# Garden Question



## cathy123 (Feb 28, 2012)

Please, can anyone answer this question for me. I want to put in a garden, but we have alot of turkey & deer, etc. How can I keep them out of the garden?


----------



## Davarm (Oct 22, 2011)

I had similar problems, Deer and Jack Rabbits, I put up several motion sensing light fixtures "IN" my garden with a radio tuned in to "Coast to Coast" plugged into one of the light sockets. When the critters would trip the motion sensor, they would get a blast of "Art Bell" and several flood lights shining on them. 

Never again had a any damage from "wild" animals, neighborhood dogs that ran loose were another story, game cams and the County Animal Control took care of that.


----------



## UncleJoe (Jan 11, 2009)

Turkey I can't help you with. They never seemed to bother the garden.

For deer, lots of deer, this is what I did.
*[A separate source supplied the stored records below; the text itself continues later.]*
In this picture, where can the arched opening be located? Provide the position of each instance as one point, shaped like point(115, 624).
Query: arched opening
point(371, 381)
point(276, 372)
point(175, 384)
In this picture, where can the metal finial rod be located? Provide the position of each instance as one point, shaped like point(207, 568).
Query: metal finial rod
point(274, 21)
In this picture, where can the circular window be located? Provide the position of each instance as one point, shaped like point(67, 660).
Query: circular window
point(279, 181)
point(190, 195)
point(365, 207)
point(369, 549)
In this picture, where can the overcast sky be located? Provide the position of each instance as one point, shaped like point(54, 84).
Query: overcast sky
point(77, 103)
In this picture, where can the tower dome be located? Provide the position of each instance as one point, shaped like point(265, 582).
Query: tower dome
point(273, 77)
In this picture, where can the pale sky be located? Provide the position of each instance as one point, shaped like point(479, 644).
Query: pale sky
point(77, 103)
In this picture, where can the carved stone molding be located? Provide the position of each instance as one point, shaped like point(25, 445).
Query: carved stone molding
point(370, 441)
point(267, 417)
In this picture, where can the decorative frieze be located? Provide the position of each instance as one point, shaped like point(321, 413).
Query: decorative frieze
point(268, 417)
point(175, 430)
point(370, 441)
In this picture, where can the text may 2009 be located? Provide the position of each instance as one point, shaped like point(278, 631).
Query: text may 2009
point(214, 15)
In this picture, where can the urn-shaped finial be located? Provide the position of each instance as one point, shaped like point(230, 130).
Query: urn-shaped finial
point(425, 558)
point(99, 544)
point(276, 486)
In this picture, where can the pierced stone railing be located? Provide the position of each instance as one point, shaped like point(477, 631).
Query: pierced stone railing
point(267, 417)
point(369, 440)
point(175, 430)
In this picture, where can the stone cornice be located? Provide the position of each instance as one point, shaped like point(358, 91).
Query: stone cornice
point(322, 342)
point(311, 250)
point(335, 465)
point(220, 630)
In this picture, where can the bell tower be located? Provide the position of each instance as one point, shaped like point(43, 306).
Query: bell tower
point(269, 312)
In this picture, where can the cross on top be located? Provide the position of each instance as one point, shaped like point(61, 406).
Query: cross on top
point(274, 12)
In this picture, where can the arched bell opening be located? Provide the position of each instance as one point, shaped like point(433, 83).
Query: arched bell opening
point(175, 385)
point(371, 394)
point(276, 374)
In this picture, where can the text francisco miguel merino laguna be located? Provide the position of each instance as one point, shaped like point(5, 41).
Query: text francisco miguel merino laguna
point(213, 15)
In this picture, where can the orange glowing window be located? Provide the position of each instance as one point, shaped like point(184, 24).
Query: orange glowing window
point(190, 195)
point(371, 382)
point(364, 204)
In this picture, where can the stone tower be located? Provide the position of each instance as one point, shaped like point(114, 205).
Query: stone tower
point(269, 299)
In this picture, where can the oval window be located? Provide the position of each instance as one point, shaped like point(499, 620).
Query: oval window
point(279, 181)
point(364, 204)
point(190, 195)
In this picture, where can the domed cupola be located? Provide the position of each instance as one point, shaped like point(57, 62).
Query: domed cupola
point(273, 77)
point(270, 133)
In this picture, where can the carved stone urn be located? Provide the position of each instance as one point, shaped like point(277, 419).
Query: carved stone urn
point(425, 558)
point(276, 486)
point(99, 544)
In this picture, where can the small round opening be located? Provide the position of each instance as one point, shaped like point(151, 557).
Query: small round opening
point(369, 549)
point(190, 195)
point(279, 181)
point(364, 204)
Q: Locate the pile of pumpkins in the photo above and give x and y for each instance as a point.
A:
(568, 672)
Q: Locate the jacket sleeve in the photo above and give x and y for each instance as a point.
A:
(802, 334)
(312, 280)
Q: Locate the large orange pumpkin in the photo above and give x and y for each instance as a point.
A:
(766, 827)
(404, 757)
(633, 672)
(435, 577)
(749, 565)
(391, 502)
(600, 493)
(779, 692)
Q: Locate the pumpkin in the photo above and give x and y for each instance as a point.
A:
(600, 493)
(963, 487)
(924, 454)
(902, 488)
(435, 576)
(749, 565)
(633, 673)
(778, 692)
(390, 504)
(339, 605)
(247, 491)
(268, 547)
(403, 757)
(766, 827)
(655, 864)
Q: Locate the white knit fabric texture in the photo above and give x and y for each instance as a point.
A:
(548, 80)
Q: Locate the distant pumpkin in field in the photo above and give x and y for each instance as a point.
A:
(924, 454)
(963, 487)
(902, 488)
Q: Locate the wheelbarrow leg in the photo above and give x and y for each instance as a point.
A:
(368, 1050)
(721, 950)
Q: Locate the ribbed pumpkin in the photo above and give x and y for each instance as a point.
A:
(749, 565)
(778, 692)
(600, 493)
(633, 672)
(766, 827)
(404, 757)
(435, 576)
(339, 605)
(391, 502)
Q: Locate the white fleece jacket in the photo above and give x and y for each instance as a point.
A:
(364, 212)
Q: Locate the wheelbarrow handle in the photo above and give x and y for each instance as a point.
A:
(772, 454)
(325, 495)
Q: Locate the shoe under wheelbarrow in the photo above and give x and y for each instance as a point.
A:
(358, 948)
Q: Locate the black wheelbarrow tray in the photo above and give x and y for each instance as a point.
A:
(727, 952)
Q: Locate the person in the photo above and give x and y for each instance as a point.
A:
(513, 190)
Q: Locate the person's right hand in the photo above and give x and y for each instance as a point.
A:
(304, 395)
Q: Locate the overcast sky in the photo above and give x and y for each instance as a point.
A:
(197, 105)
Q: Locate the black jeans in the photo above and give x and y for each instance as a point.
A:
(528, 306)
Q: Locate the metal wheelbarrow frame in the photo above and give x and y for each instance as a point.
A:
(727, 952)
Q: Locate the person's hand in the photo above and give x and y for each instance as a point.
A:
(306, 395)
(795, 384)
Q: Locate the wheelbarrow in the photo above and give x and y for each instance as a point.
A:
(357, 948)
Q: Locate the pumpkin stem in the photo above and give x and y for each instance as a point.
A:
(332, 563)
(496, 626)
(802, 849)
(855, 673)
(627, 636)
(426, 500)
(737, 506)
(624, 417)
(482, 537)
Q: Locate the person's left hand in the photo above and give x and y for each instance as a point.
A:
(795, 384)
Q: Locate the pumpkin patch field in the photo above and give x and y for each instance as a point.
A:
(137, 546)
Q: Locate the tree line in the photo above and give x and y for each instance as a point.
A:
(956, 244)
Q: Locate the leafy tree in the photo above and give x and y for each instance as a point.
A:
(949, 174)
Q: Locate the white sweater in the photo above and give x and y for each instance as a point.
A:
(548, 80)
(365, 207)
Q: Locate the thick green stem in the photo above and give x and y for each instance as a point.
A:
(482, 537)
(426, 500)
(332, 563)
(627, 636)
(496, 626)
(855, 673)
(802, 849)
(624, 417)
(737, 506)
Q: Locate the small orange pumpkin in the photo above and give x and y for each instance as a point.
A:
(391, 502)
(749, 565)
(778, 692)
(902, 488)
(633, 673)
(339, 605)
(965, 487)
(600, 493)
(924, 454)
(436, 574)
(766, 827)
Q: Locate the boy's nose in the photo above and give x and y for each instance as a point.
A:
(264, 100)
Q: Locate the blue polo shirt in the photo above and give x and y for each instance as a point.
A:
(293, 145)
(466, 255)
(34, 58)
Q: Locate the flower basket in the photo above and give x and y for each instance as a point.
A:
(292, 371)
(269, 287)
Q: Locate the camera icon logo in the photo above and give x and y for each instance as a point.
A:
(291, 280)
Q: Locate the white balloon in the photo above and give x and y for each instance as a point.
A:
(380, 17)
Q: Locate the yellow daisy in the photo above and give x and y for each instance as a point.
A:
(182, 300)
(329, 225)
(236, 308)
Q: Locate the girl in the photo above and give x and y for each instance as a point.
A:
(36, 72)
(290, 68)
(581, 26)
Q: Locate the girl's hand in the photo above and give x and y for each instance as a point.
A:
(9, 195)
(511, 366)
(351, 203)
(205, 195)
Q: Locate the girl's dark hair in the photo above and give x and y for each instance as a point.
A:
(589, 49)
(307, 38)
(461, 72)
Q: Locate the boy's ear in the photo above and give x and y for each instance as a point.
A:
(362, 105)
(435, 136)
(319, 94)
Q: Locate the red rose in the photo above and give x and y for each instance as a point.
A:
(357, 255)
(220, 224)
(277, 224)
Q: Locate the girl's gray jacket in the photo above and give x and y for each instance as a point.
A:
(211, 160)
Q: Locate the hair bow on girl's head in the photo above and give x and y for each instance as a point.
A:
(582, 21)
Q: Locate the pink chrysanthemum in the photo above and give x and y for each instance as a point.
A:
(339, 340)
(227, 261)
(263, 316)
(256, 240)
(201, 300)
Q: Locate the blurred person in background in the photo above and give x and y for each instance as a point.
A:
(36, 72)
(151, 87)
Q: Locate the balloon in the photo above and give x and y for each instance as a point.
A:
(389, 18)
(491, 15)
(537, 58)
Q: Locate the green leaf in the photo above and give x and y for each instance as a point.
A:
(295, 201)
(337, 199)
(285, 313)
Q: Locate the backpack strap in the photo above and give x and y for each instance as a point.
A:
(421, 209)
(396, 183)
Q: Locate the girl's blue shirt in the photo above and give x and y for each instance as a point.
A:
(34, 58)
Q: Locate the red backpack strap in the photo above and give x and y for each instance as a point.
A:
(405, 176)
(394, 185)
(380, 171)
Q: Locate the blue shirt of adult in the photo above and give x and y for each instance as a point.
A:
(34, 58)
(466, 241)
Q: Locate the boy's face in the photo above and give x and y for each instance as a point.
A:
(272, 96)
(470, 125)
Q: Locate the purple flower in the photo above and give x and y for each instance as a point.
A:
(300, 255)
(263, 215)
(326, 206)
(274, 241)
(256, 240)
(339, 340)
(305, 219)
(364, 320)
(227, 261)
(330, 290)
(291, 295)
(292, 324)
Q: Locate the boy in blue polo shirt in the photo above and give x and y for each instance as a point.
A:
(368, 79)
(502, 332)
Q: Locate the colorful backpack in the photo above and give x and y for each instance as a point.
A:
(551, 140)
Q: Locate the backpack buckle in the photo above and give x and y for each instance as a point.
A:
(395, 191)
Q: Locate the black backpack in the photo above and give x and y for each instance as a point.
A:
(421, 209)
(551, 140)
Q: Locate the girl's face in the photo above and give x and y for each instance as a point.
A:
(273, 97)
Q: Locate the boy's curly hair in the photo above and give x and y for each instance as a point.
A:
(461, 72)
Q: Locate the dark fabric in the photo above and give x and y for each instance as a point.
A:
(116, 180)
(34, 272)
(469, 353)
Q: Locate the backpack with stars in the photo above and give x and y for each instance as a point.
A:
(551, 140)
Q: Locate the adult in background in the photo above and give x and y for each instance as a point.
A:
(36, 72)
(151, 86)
It worked out very well.

http://www.preparedsociety.com/forum/f14/deer-fence-6178/


----------



## Immolatus (Feb 20, 2011)

The simplest cheapest fence you can muster?
Get a pet, cats for the rabbits, dogs for the deer.


----------



## k0xxx (Oct 27, 2011)

We have a lot of wildlife and were having problems with the garden getting munched on. We put up 6ft tall 2x4 welded wire fencing, and added 2ft high poultry netting (chicken wire) around the base. we folded the poultry netting so that it was 1ft tall, with 1ft extending out from the fence (on the ground), to keep the critters from digging under the fence. That took care of our deer and rabbit problems. I know that deer can clear a 6ft fence, but we haven't had any trouble with them in the three years that the fence has been up. We still had the occasional problem with racoons and squirrels, so we added a single strand of electric fencing a few inches above the other fencing. Since then we haven't had a single problem. Now if I could just keep out the dang squash bugs....


----------



## ContinualHarvest (Feb 19, 2012)

Deer can jump an 8 foot tall fence. If you can afford it, 10 feet or more.


----------



## cathy123 (Feb 28, 2012)

Thank you everyone for the helpful comments.


----------



## Toffee (Mar 13, 2012)

ContinualHarvest said:


> Deer can jump an 8 foot tall fence. If you can afford it, 10 feet or more.


Just make sure zoning in your area allows whatever fencing you choose. I know my city doesn't allow anything over 6 ft, although I believe a 'pen' is allowed to be higher.

I think we're going to try a simple fence this year: two wires of fishing line, one at 2' and 4' or so. No tags or flags, just the wires. That way the 'rats on stilts' bump into it and not seeing anything, they spook enough to leave it alone (hopefully).


----------